How to Keep Up With Generative AI in 2025
5 Actionable Solutions with Practical Resources
DeepSeek-R1, an open-source reasoning generative AI model, was announced January 20th, 2025. R1’s release caused tech stocks to drop and prompted investors to reconsider AI investments.
A few days later, ByteDance, the parent company of TikTok, unveiled its reasoning agenda, UI-TARS, an AI agent capable of reading graphical interfaces and autonomously taking step-by-step actions.
On February 2, 2025, merely 13 days after the announcement of R1, OpenAI launched Deep Research, an AI agent designed for complex research tasks with reasoning capability of completing tasks in ‘tens of minutes that would take a human many hours’.
It seems like the advancement of new AI algorithms is popping up faster than my ability to keep my inbox at zero these days!
So the question is, how can we keep up?
The key isn’t just to consume content reactively and mindlessly, but to have a structured way to stay informed from credible sources, experiment, and find simple ways to apply what we learn. Here are 5 actionable solutions to help you stay ahead of the AI game.
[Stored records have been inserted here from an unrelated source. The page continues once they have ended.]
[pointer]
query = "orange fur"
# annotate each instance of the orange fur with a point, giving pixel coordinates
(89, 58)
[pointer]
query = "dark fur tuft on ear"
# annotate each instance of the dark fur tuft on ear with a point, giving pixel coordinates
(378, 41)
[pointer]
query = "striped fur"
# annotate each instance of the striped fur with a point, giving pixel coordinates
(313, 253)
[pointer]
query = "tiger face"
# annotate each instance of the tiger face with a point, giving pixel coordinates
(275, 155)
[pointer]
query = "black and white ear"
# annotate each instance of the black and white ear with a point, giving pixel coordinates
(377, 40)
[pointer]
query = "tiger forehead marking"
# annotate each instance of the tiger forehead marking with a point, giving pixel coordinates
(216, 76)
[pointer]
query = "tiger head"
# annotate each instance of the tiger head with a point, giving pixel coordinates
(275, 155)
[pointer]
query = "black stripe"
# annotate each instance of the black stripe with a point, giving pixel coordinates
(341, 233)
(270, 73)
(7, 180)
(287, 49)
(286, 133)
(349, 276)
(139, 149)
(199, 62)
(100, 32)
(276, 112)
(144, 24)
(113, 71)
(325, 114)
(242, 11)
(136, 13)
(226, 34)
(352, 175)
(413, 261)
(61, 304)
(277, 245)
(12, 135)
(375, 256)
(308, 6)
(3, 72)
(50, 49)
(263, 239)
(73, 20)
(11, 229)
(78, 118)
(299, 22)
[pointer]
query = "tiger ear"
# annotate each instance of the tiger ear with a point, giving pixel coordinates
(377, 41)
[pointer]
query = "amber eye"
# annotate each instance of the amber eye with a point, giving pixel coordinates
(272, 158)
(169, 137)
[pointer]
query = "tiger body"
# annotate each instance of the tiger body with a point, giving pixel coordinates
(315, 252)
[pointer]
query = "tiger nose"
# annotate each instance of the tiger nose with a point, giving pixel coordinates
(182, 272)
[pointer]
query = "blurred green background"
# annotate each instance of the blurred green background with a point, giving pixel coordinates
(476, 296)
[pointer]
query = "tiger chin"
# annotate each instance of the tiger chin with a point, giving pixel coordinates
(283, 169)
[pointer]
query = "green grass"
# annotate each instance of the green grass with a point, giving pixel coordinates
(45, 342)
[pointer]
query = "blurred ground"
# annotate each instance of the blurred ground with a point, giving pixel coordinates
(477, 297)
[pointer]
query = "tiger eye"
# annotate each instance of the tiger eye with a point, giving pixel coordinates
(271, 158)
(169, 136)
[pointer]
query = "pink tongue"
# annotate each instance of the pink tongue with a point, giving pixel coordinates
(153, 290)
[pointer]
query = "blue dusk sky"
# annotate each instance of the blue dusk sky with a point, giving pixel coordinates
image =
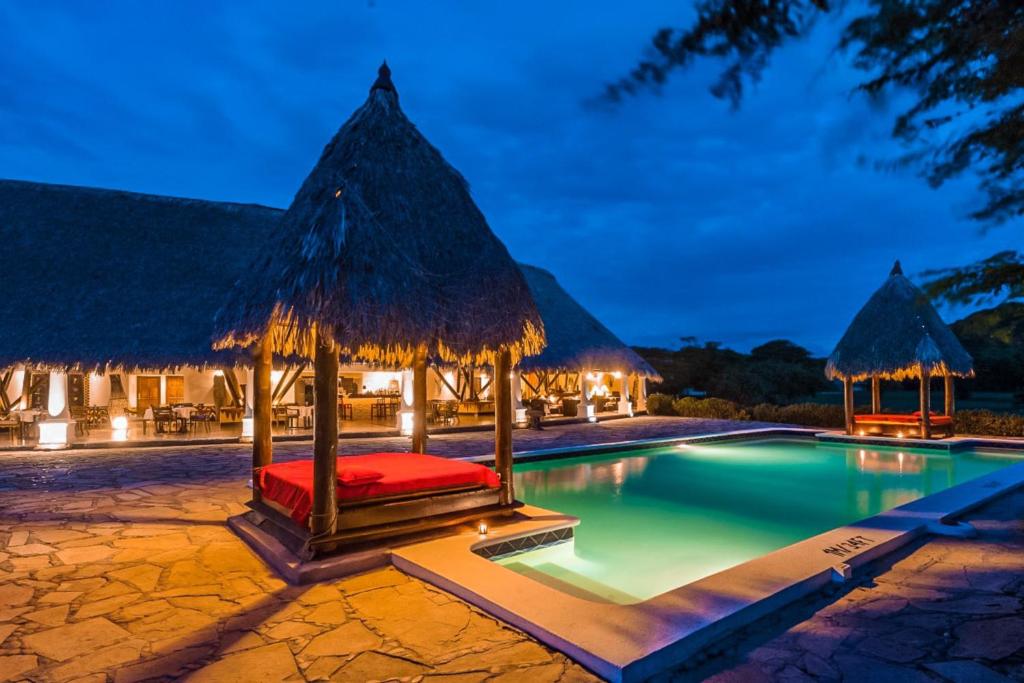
(670, 215)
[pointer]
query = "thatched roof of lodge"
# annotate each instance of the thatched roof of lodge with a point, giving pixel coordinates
(104, 278)
(896, 334)
(94, 278)
(576, 339)
(384, 245)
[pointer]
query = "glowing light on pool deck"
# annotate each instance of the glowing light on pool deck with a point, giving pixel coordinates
(659, 518)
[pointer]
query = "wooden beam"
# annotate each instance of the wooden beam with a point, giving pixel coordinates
(324, 517)
(848, 403)
(950, 394)
(4, 383)
(420, 399)
(926, 400)
(288, 380)
(503, 425)
(262, 416)
(473, 394)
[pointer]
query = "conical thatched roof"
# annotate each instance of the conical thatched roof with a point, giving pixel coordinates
(384, 244)
(577, 340)
(896, 334)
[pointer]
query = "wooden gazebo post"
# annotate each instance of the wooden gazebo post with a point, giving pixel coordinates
(325, 509)
(848, 403)
(926, 402)
(503, 425)
(262, 417)
(420, 399)
(950, 395)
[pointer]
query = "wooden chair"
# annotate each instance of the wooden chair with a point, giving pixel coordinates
(450, 413)
(378, 410)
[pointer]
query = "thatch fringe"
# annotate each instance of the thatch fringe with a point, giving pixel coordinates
(384, 247)
(897, 335)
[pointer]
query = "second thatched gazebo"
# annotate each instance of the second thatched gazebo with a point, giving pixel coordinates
(384, 257)
(898, 335)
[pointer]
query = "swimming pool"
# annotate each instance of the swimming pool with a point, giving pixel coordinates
(654, 519)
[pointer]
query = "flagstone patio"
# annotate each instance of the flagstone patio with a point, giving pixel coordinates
(117, 565)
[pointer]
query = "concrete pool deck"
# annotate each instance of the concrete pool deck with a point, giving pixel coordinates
(118, 565)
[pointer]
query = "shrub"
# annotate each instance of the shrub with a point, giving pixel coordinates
(988, 423)
(659, 403)
(716, 409)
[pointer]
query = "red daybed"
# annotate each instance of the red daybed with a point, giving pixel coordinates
(382, 488)
(906, 424)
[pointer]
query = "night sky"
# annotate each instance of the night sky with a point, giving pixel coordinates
(669, 216)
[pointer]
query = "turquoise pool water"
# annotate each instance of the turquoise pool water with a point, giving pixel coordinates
(656, 519)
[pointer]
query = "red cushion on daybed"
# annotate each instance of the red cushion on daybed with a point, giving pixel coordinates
(291, 484)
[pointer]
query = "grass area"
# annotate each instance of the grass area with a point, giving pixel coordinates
(902, 399)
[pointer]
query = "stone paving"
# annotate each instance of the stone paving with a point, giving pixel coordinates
(118, 565)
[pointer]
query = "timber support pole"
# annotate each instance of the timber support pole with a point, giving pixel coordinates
(848, 403)
(420, 399)
(503, 425)
(950, 394)
(262, 418)
(325, 509)
(926, 403)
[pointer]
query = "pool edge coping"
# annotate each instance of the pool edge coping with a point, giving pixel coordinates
(677, 624)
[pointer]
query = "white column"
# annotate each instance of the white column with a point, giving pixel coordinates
(53, 430)
(586, 408)
(625, 407)
(406, 411)
(518, 411)
(247, 418)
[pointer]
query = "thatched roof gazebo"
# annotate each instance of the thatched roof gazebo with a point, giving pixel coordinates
(382, 255)
(898, 335)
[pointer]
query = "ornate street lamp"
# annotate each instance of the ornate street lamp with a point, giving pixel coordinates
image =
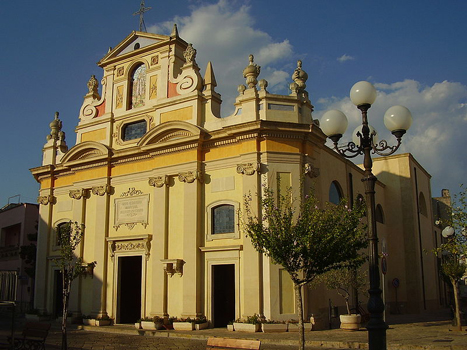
(334, 124)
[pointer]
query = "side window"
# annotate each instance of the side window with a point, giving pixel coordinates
(379, 214)
(335, 193)
(132, 131)
(61, 232)
(422, 204)
(138, 87)
(222, 220)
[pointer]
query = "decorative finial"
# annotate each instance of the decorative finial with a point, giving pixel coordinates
(174, 33)
(251, 72)
(142, 10)
(189, 54)
(300, 77)
(56, 132)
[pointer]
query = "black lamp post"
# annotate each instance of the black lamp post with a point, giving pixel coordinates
(334, 123)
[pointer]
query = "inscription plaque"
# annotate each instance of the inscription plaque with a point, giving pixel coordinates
(131, 211)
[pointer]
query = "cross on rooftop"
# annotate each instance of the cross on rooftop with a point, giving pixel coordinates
(142, 10)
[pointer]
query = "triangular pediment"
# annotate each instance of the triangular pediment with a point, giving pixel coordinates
(133, 42)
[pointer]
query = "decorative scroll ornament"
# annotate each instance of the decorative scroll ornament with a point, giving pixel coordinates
(125, 245)
(78, 194)
(132, 191)
(248, 168)
(93, 85)
(311, 171)
(101, 190)
(189, 79)
(158, 181)
(189, 54)
(251, 72)
(189, 176)
(44, 200)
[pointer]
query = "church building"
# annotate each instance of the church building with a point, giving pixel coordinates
(158, 179)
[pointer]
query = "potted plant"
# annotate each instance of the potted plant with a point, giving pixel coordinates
(343, 281)
(293, 326)
(201, 323)
(248, 324)
(183, 324)
(103, 321)
(88, 320)
(152, 323)
(272, 326)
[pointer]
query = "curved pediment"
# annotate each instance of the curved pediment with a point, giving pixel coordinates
(86, 150)
(171, 131)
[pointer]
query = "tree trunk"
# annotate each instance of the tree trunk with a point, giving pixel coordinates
(457, 314)
(66, 295)
(301, 328)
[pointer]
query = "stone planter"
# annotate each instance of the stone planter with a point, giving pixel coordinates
(350, 322)
(89, 321)
(100, 323)
(247, 327)
(36, 318)
(184, 326)
(151, 325)
(203, 325)
(274, 327)
(293, 327)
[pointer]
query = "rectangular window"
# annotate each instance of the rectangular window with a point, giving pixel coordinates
(223, 219)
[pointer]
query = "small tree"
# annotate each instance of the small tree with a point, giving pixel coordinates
(69, 237)
(453, 251)
(307, 243)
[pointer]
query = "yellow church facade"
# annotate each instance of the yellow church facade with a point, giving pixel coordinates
(158, 179)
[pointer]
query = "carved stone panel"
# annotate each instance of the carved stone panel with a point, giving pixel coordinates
(130, 211)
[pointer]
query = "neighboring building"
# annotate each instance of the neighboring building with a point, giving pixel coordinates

Follow Research Papers & Conferences
Why:
Skip the noise of social media hype and go straight to the source. There are a lot of self-claimed AI experts out there on the internet today. While a handful of these ‘experts’ share insightful content and dive deep into the research to back up their claims, most simply synthesize news articles on the latest AI trend. This is great for the majority of people out there who are interested in AI enough to be included in the loop, but not that invested to really care to understand what is going on behind the scenes. And if I’m reaching you in this newsletter, I’m guessing you probably don’t fall under that category.
How:
arXiv - open accessed research papers. The most comprehensive OG source for accessing the latest research papers, but may be difficult to sort through due to the extensive nature of its database.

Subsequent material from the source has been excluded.